While our interns have been working hard on completing their "ARduino Box," (augmented reality with an arduino in a box) two of our volunteers have been working on what we like to call the "PIdestal," our Raspberry Pi on a pedestal with a camera that streams stereoscopic video. Antonin Dighera, an Electronics Engineer undergraduate student at Berkeley City College, and Mary Thompson, a Computer Scientist from Lawrence National Labs, worked on a system that would stream the video to a Google Cardboard headset in a way that could be compatible with both Android and Apple smartphones. The purpose of our "PIdestal" was to be able to place it inside the intern's "ARduino Box" which would allow them to create an augmented reality experience via the Cardboard headset.


The base of the Pidestal is a servo motor with buttons to control the direction of rotation via an arduino, pictured here without the Raspberry Pi attached. Our control is housed in a cardboard box and made using large arcade buttons. This made it easy and fun to manipulate for both younger and older visitors (because who doesn't love large, brightly colored buttons?). The rotation was limited to 180 degrees as our Pi camera had to have an external power supply wired to it, and full rotation is a future goal for the project.


The Pi is the most important part of our project. It is a versatile microcomputer that runs a variant of the linux operating system, and has been used by a multitude of makers and educators for various projects. In our project, we used the Raspberry Pi camera module and then 3D printed a small camera holder to hold it. The file can be found on Thingiverse here: This camera holder was hot glued onto the Raspberry Pi’s case and then the whole assembly was hot glued onto a cardboard stand that would hold the Pi, Pi camera, and wireless adapter all upright. This entire unit was then attached to the large servo that sat on the base of the Pidestal and allowed 180 degrees of rotation for our camera. Thus, the hardware components for our Pidestal were complete, and it was mostly cardboard and hot glue!
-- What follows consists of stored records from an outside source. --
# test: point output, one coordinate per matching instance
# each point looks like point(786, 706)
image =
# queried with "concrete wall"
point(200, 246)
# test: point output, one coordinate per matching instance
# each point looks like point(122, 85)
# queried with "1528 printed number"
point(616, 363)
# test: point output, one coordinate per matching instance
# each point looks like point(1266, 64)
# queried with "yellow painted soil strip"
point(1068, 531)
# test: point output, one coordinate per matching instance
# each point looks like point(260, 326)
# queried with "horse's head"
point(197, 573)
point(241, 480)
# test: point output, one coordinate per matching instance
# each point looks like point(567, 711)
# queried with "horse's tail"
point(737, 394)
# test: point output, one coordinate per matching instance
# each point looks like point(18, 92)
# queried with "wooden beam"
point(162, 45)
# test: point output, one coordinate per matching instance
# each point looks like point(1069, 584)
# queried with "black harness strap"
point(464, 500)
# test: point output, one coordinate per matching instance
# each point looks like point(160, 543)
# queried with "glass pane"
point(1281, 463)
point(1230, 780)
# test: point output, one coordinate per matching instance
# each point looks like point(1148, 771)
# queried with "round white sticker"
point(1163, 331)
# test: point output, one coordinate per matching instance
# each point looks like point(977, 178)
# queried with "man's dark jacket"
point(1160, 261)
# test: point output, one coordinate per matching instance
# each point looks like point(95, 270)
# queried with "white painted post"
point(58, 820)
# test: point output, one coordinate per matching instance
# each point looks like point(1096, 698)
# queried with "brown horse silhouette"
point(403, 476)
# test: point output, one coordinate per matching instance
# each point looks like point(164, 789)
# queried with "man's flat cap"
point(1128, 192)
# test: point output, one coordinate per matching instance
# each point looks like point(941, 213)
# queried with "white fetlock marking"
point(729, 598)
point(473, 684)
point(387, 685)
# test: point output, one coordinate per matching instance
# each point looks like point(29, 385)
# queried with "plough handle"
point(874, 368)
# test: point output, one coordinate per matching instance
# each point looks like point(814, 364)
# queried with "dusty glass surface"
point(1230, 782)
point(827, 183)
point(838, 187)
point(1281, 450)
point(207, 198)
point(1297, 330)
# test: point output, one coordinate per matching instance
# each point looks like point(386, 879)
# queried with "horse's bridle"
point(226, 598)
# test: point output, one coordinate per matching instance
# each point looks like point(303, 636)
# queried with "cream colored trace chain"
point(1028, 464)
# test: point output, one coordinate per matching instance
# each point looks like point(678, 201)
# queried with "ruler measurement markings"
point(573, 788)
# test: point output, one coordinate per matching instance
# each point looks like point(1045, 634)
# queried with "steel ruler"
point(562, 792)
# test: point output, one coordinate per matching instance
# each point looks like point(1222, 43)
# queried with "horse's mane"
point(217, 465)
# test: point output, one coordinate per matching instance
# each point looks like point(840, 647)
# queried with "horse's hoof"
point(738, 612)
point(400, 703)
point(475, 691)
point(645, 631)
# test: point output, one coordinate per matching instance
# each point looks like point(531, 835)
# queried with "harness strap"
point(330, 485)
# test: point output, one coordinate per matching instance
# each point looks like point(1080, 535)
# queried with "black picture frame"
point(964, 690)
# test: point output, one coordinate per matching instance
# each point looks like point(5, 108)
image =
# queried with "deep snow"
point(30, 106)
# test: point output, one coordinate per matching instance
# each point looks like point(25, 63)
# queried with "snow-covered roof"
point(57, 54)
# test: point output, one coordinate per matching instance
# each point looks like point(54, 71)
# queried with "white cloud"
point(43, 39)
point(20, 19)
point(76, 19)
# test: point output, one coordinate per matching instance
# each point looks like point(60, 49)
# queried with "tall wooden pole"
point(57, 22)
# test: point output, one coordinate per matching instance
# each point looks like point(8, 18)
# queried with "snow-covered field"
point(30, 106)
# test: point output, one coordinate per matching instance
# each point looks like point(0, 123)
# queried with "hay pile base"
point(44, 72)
Once the Pidestal was complete and the controls had been worked out, we had to move onto getting it connected to a network and making the Pi give up its camera data. This involved a wonderful piece of Javascript written by Patrick Catanzariti takes the camera image and splits it into 2 images. The documentation for this Javascript and installation instructions for all of the other needed dependencies to get a Rasberry Pi streaming in stereo can be found here (Thank you so much Patrick!). To keep things simple and secure, we used a wireless router that was disconnected from the internet. In this case, one of our volunteers took a wifi router that was sitting in the closet collecting dust, and had the Raspberry Pi connect to it. Once the Pi was connected to the wireless network, it could be accessed by any smartphone with a browser by entering in the I.P. address.   


Once everything was said and done, we had a simple, robust system that was both user friendly and functional. We look forward to integrating our high tech/low tech ARduino Box and Pidestal in order to showcase them to our visitors on the museum floor!